Article 96(2) of Malta’s Income Tax Act (ITA) sets in place a clear position on the way holding or trading virtual financial assets in Malta will give rise to a tax liability. The risk in dealing in such emerging assets without clear treatment of tax is that a fiscal authority may at any time implement new tax legislation, that may take effect retrospectively. This renders crypto operations in an unregulated jurisdiction extremely uncertain.

DLT Asset Classification

The first step is to determine the nature of the cryptocurrencies, defined in the ITA as Distributed Ledger Technology Assets or DLT Assets, as summarised below:

  1. Coins: DLT assets designed to be used as means of payment, medium of exchange or store of value – effectively the digital equivalent of fiat currencies.
  2. Financial Tokens: any DLT asset that represents, or whose attributes are similar to Financial Instruments, typically referred to as Security Tokens.
  3. Utility Tokens: these are DLT assets designed to be used within a limited platform or network with the scope of being exchanged for goods or services on that same platform/s.
  4. Hybrid Tokens: DLT assets that exhibit features of both financial and utility tokens

Despite the definitions above, classification is in fact of limited value for tax purposes since the tax applying to any type of DLT asset will be determined on the basis of the purpose for and the context within which it is used.

The starting point is that in general, applicable income tax principles will apply to DLT transactions with due regard being given to the nature of the transaction, status of parties and the specific details and circumstances of each case.

Valuation of a DLT Asset – Malta

Under the ITA, the reference value of a DLT asset for income tax purposes shall be the market value of the DLT asset in question as determined by the rate established by the relevant Maltese authority. Where such value is not available, it will be determined by reference to the average quoted price on reputable exchanges, on the date when the relevant transaction or event occurs, or such other methodology to the satisfaction of the Commissioner for Revenue (CfR).

Values expressed in cryptocurrencies will need to be converted to the reporting (fiat) currencies in which the legal entity presents its financial statements.

Where a company accepts to be paid in cryptocurrency, this shall be treated in the same manner as payment in any other currency, whereas payment by means of the transfer of a financial or utility token will be treated in the same manner as a payment in kind. Note that the mode of payment will not result in a change as to when revenue is recognised or the manner in which taxable profits are calculated.

Tax Treatment of Coins in Malta

The profits realised from the trading of coins as defined above are treated like the profits derived from the exchange of fiat currency and proceeds from the sale of coins held as trading stock in a business are taxed as ordinary income. Day trading of coins would therefore fall under this definition. Gains or profits from the mining of cryptocurrency also represent trading income. However, capital gains derived on the disposal of coins held as capital assets (or long-term trading) fall outside the scope of capital gains taxation.

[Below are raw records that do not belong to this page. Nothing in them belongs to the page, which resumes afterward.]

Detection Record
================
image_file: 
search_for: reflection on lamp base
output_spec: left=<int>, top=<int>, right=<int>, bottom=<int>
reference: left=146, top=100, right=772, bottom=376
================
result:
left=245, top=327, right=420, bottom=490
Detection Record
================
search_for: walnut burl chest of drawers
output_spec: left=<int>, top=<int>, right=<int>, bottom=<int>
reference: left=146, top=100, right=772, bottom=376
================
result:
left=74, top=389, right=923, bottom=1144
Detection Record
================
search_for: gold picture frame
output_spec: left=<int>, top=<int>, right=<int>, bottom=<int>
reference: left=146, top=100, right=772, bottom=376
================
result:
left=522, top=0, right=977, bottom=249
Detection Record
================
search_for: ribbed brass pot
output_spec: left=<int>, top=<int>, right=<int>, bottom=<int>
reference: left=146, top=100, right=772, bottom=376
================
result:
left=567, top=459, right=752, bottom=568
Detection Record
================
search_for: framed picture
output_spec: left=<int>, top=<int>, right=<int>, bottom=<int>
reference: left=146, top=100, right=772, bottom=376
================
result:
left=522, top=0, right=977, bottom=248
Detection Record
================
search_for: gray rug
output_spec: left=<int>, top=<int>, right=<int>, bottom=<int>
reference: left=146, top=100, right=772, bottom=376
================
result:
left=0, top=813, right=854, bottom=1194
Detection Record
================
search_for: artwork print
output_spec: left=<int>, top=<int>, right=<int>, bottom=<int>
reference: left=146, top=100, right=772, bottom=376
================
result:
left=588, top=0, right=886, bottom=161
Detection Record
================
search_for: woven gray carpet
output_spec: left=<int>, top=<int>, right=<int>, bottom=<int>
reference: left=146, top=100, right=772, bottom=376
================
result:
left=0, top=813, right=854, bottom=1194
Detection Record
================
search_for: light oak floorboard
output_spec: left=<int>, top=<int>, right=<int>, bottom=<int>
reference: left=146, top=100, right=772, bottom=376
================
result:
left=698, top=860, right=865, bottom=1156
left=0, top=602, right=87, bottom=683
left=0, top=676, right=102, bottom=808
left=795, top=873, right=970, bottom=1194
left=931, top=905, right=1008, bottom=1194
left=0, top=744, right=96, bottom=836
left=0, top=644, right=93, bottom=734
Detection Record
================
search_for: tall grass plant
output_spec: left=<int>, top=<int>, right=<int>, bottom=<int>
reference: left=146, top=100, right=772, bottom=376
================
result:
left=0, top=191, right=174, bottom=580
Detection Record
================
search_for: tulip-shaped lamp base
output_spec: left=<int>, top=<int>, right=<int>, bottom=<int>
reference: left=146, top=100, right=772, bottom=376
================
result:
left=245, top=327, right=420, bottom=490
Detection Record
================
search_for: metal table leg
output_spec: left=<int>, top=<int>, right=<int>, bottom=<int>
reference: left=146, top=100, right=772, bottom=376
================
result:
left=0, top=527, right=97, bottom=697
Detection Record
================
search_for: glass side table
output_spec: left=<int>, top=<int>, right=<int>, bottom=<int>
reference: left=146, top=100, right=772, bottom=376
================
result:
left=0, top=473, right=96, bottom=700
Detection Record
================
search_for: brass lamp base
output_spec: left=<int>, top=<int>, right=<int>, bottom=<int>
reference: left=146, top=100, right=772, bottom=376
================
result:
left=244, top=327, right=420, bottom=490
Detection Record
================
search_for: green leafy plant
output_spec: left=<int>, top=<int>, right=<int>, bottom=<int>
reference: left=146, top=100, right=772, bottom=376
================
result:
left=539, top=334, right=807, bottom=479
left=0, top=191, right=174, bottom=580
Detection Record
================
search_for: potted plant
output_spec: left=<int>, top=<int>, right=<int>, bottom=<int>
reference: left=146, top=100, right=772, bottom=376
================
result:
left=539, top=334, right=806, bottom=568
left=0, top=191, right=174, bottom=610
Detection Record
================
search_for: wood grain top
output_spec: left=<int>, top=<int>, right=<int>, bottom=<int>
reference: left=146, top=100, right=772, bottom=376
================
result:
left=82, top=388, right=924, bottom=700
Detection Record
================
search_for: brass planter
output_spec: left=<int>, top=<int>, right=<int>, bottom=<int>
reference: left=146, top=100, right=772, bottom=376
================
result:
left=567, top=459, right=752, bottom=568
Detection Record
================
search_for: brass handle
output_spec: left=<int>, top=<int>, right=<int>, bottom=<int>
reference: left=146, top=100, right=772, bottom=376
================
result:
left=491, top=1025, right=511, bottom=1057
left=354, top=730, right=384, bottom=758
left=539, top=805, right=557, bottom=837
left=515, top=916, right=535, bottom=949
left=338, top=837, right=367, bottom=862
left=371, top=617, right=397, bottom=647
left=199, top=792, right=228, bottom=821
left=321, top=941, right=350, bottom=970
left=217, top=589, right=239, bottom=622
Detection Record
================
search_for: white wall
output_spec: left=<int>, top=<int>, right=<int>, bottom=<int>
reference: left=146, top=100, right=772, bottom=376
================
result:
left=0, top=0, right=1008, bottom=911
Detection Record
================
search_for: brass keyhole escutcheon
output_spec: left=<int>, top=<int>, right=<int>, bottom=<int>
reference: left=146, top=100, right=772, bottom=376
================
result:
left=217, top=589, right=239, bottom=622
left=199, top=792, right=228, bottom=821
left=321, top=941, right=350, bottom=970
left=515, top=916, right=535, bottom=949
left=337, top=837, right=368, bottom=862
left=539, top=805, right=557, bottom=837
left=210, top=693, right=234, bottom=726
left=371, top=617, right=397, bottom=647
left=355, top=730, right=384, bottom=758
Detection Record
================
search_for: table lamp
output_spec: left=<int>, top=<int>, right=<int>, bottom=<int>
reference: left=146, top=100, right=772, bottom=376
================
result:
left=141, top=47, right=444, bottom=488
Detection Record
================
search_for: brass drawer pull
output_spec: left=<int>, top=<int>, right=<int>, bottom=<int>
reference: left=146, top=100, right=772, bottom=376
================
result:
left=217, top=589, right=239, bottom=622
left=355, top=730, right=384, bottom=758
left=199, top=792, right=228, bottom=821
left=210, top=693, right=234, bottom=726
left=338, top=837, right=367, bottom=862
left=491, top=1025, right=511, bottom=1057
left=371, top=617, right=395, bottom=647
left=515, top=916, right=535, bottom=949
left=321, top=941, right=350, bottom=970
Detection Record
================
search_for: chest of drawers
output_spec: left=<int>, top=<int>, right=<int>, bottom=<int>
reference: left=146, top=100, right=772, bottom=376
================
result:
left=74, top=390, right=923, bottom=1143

Tax Treatment of Return on Financial Tokens

The return derived from the holding of a financial token, such as interest, premiums, payments equivalent to dividends whether in cryptocurrency or in kind is treated as income for tax purposes.

Tax applying to Transfers of Financial & Utility Tokens

The proceeds derived from the transfer of tokens of either type will be liable to tax depending on whether the tokens are held for purposes of trade of whether they are held as capital assets. 

Where the taxpayer trades in the tokens, proceeds are taxed as trading income in terms of the ordinary income tax rules and applying the badges of trade test where necessary.

Where the transfer is not a trading transaction, it is necessary to determine whether the transfer of a financial asset could be deemed to be the transfer of a security and therefore would fall within the scope of the provisions on capital gains. Transfers of utility tokens fall outside the scope of tax on capital gains. 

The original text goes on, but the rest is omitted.